The organization also collaborates with two disaster case managers, who work directly with survivors to create customized recovery plans. The case managers are under the direction of Room One and the Okanogan County Community Action Council.
An unmet-needs roundtable, which generally meets every other week, picks up where other resources have been exhausted. Room One has earmarked 65 percent of their fire-recovery fund to unmet needs.
Individual needs are brought forth confidentially by the case managers. The roundtable consists of representatives from Room One, The Cove, Community Action, the Community Foundation of North Central Washington and other organizations.
CCLTRG committees focus on all aspects of recovery. While housing may be the most visible need, there are also groups working on public safety and communications, infrastructure and power distribution, business continuity and economic development, and agriculture and land restoration.
CCLTRG is dealing with a highly complex situation, where every individual and every case has a different dynamic, said Carlene Anders, executive director of CCLTRG. “Everyone was hurt in some way or another,” she said.

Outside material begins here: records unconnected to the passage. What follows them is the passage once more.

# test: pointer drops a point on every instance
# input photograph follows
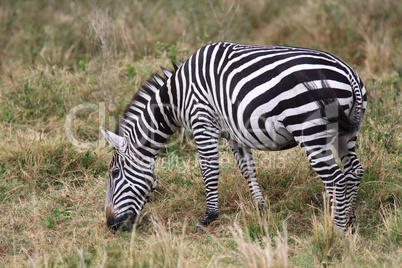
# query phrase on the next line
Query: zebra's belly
(271, 136)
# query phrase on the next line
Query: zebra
(256, 97)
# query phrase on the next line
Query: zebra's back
(261, 94)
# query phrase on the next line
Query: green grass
(54, 57)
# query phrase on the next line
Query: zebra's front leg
(323, 162)
(207, 141)
(246, 165)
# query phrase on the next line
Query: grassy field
(57, 55)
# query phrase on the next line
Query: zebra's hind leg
(245, 162)
(353, 174)
(318, 148)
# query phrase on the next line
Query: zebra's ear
(118, 142)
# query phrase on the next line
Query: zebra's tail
(331, 110)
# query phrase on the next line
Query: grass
(55, 57)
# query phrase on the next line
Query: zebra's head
(129, 186)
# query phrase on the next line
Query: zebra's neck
(147, 121)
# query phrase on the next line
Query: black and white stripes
(257, 97)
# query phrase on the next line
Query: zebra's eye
(115, 173)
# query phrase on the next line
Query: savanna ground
(55, 55)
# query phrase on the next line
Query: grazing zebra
(257, 97)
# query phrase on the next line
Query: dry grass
(54, 57)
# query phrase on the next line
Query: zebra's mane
(143, 96)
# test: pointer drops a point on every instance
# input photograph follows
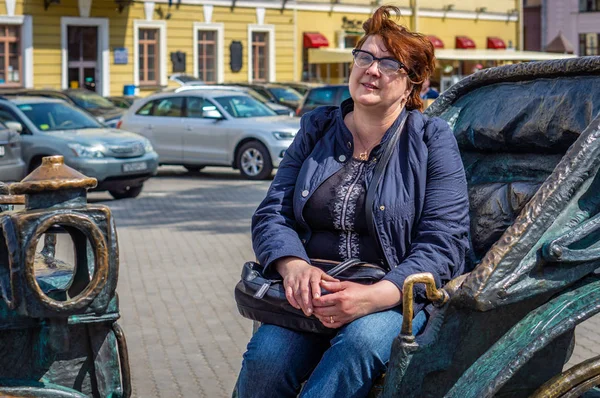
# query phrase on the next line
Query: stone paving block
(182, 245)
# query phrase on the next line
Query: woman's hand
(349, 301)
(301, 282)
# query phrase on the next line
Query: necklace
(364, 155)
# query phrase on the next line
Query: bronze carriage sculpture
(58, 330)
(529, 136)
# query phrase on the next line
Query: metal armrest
(438, 297)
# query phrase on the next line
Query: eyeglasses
(387, 66)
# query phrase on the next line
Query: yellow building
(109, 44)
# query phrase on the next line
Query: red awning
(437, 43)
(464, 42)
(496, 43)
(315, 40)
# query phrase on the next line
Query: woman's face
(370, 87)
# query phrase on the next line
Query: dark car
(326, 95)
(123, 102)
(276, 93)
(100, 107)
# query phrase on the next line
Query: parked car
(278, 109)
(319, 96)
(101, 108)
(198, 128)
(302, 87)
(12, 167)
(184, 79)
(121, 161)
(123, 102)
(276, 93)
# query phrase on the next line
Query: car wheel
(194, 169)
(254, 161)
(126, 193)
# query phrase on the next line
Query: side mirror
(212, 114)
(15, 126)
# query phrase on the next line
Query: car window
(242, 106)
(146, 110)
(321, 96)
(168, 107)
(7, 116)
(262, 92)
(285, 94)
(257, 96)
(54, 116)
(89, 100)
(194, 107)
(345, 94)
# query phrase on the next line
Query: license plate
(137, 166)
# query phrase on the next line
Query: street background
(182, 244)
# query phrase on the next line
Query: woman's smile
(370, 86)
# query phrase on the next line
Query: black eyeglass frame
(400, 64)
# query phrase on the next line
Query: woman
(315, 209)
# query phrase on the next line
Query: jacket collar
(346, 137)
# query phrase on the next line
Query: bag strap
(377, 177)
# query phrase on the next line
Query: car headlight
(87, 151)
(283, 135)
(148, 146)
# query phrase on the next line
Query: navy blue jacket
(421, 209)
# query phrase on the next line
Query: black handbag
(261, 297)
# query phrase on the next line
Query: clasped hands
(346, 302)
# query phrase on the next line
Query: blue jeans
(278, 360)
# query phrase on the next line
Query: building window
(148, 57)
(10, 55)
(589, 5)
(260, 56)
(207, 55)
(588, 43)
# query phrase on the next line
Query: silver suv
(198, 128)
(119, 160)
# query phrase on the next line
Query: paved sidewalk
(182, 244)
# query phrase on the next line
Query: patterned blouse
(336, 215)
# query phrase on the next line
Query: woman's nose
(373, 69)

While everyone — even those not directly affected by the fire — suffered some trauma, experience from other disasters suggests that if a community can maintain solid support over the next three to five years, the whole area emerges healthier and more sustainable than before the crisis, said Jim Shelley, a Mennonite Disaster Services (MDS) volunteer with decades of experience, who is helping with rebuilding.
CCLTRG expects to be in place for at least three years, said Anders.
Volunteers are vital
Volunteer groups with expertise in managing disasters and in various phases of rebuilding — from framing to roofing to managing crews — have devoted countless hours and actual cash to help fire survivors.
MDS is one of the key participants, with project managers here for seven weeks at a time to coordinate specific construction projects. They manage volunteers who donate anywhere from a day to a week of their time. Some are retired, some donate part of their vacation time, and others are students on summer break.
The first managers, Robert and Sally Unrau, just completed their volunteer shift this past weekend, handing over the reins to Jim and Karen Shelley. Both couples, from the Boise area, bring years of experience working in disasters, from hurricanes to floods to fires. They create a daily schedule to track the volunteers and the jobs.
Established in 1950, MDS has evolved and grown more efficient, said Jim Shelley. They developed standardized house plans that they can adapt to local building codes.
“We can take any volunteer willing to learn and bring that person up to speed in about two days,” said Robert Unrau, who retired from a career as an architect and now devotes much of his time to helping in disasters.
Two young women from the Amish community in Lancaster, Pennsylvania, traveled cross-country by train to cook for the Mennonite volunteer crews.
“We don’t come to convert, but to share, said Kevin Froese, vice chair of the Washington MDS region. “Our faith is very important to us. One of the reasons we do this is because of who we serve,” said Karen Shelley.
One of the most fulfilling aspects of the work is that they usually get to know the people they’re building houses for. “One of the most important things we do as volunteers is listen to stories, to the emotional trauma of disaster. That’s part of their healing,” said Karen Shelley.
“People would have given up,” said a fire survivor who was sharing dinner with the Mennonite volunteers. Because so much of the work is physically and emotionally exhausting — people could be hauling rocks or replacing fences — they get energy from working with volunteers, which in turn helps others, she said.
Not only does the work benefit the client, but it also helps the volunteers. Jim Shelley described volunteers who arrived shy and withdrawn and left feeling competent and animated.
They see the same effect on the clients. “Seeing the client relationship with the volunteers — there are tears every single week,” said Anders. “The kindness empowers the homeowner.”
“One client told us, ‘I’ve never had so many real friends in my life,’” said Jim Shelley.
“It’s both exhilarating and draining. There’s no way to describe the feeling of helping someone who’s been through so much trauma,” said Sally Unrau. Despite the energy and fulfillment they get from their work, “We’re ready to kick back in our recliners and watch nonsense TV,” she said.